Friends and Family of Mary Clay Williams

If anyone lived her sorority’s mission, it was Mary Clay Williams (EdD ’54). As a Chi Omega alumna, she also was a TU alumna who served as a professor, counselor, director of student services, director of personnel, and dean of women at The University of Tulsa over the course of 28 years. In these roles, she worked to foster “…friendship, personal integrity, service to others, academic excellence and intellectual pursuits, community and campus involvement and personal and career development.” All of these qualities and efforts are included in the mission statement of Chi Omega. Williams served as a mentor to generations of TU undergraduate students.

During the course of her career, Dr. Williams developed a national reputation for teaching excellence, along with civic and fraternal service. In 1939, after teaching in Tulsa schools for several years, she joined TU as a counselor to women and an English teacher. Eventually, she became director of student services for men and women, director of personnel and dean of women. Her dedication to scholarship and sorority life can be seen in Kendallabrum photos over the years as she acted as advisor to Lantern, the sophomore women’s honor society, and to TU’s Panhellenic Council. The 1942 Kendallabrum characterized her as a “Jill of All Trades,” who joined in activities and bicycled to campus.
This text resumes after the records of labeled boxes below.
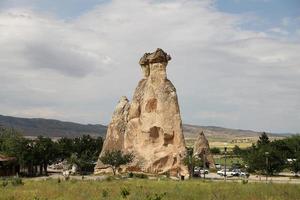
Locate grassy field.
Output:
[0,179,300,200]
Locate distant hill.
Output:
[183,124,290,141]
[0,115,286,141]
[0,115,107,138]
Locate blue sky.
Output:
[0,0,300,132]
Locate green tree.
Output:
[257,132,270,146]
[210,147,221,154]
[34,136,58,175]
[100,150,134,175]
[183,148,203,178]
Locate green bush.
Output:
[1,179,8,187]
[102,189,108,198]
[128,172,133,178]
[121,187,130,199]
[146,192,167,200]
[11,177,24,186]
[134,174,148,179]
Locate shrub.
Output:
[1,179,8,187]
[128,172,133,178]
[134,174,148,179]
[121,187,130,199]
[210,147,221,154]
[102,189,108,198]
[11,177,24,186]
[146,192,167,200]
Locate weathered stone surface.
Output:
[94,96,130,173]
[194,131,216,168]
[95,49,188,176]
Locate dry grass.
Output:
[0,179,300,200]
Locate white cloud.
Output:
[0,0,300,132]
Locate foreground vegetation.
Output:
[0,179,300,200]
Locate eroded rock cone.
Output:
[194,131,216,168]
[94,96,130,174]
[124,49,188,176]
[94,49,188,176]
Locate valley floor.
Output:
[0,178,300,200]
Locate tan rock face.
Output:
[194,131,216,168]
[94,49,188,176]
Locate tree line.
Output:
[233,133,300,175]
[0,127,103,176]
Dr. Williams was a loyal supporter of The University of Tulsa long before she joined its administration. She was a native of Kentucky, who moved to Tulsa with her family in 1912. She was 15 at the time and a student at Central High School, and she later recalled traveling by streetcar with her family to TU football games. She once told the Tulsa Tribune that her parents did not set a course for her, and yet, her family’s love of learning and books obviously had its impact. Her father, attorney Irvine Williams, helped start the city’s first public library, located in the old Tulsa Courthouse. Although she once wanted to follow her father and become a lawyer, she eventually decided against it. “I didn’t want to do the work so some man could try the case and get the credit. College is one place where everyone should be on an equal basis,” she said in the Tulsa Tribune interview.
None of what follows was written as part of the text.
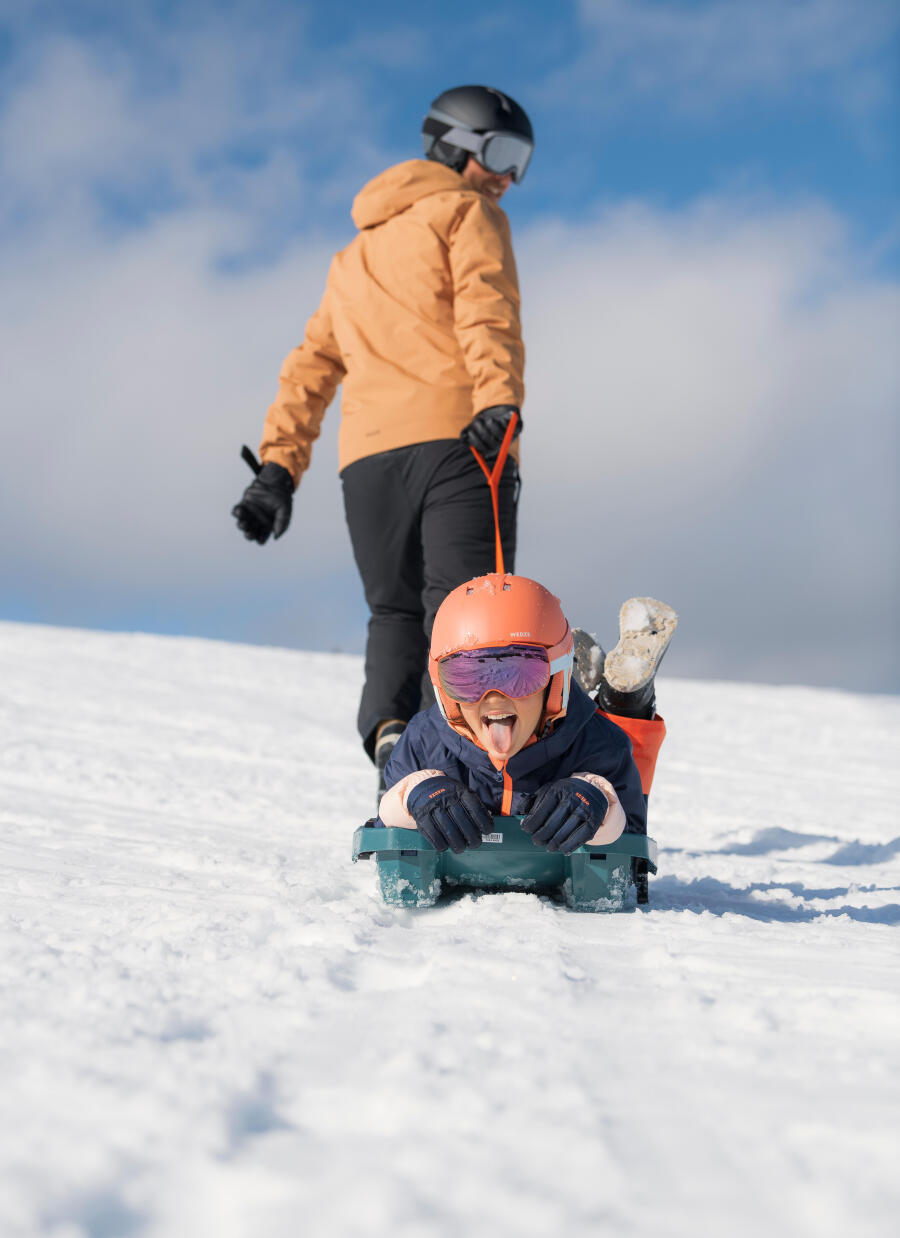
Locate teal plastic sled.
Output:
[353,817,656,911]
Instead, Dr. Williams found her career path by accident. While pursuing her bachelor’s degree at Randolph-Macon Woman’s College, she was elected national treasurer of Chi Omega sorority, a job that is now reserved for alumnae members. In that role for six years, she visited many college campuses and realized higher education needed qualified women to serve in administrative roles. She went on to earn a master’s degree from Columbia University. In 1954, she was one of the first three individuals to earn a doctorate at TU. Williams was named “Mrs. Homecoming” in 1961, TU’s highest honor for an employee.
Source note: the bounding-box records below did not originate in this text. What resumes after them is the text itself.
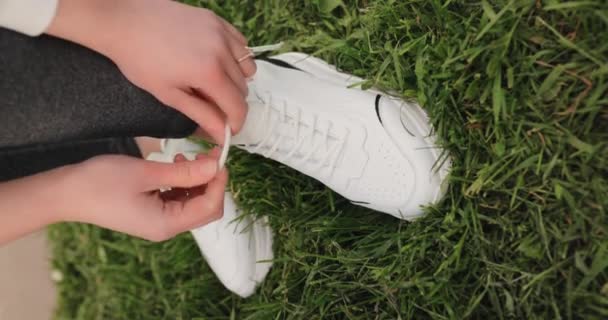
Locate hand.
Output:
[61,152,228,241]
[47,0,256,144]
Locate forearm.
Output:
[0,167,69,245]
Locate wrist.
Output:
[46,0,138,56]
[0,168,76,244]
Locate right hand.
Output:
[57,152,228,241]
[47,0,256,144]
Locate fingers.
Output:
[163,170,228,235]
[228,38,257,78]
[143,156,218,191]
[172,90,227,144]
[201,65,247,134]
[218,16,247,47]
[218,17,257,78]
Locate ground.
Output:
[50,0,608,319]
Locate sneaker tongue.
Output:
[230,94,272,145]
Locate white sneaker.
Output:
[147,139,273,298]
[232,53,449,220]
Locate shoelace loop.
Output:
[252,91,349,175]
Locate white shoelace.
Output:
[218,42,283,170]
[252,93,349,176]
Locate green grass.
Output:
[50,0,608,319]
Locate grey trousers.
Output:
[0,28,196,181]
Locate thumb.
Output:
[144,156,218,191]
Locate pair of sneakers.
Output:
[150,52,450,297]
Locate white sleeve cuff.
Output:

It was obvious to others that Williams loved being an educator. Even after retiring from TU in 1967, she spent several years teaching at American Christian College. But Williams had other interests, too; she served as president of Junior League, she was a member of the Shakespeare Club and the Colonial Dames, and she was named Woman of the Year by her sorority and by Mortar Board, a collegiate honor society for senior women. She traveled to Europe, Asia and Mexico, and visited all 50 states in the U.S. In 1985, Chi Omega alumnae established a merit-based scholarship for members of the TU chapter of Chi Omega, known as the Mary Clay Williams Memorial Chi Omega Scholarship.

In her day, it was not unusual for a woman to earn a college degree; however, it was uncommon for a woman to pursue multiple degrees and a career in higher education administration. To her Chi Omega sisters and all women at TU, Mary Clay Williams was a pioneer and a role model. The University of Tulsa is grateful to the Chi Omega Alumnae Association for its generosity and thoughtfulness in remembering this longtime member of the TU family with this important scholarship fund.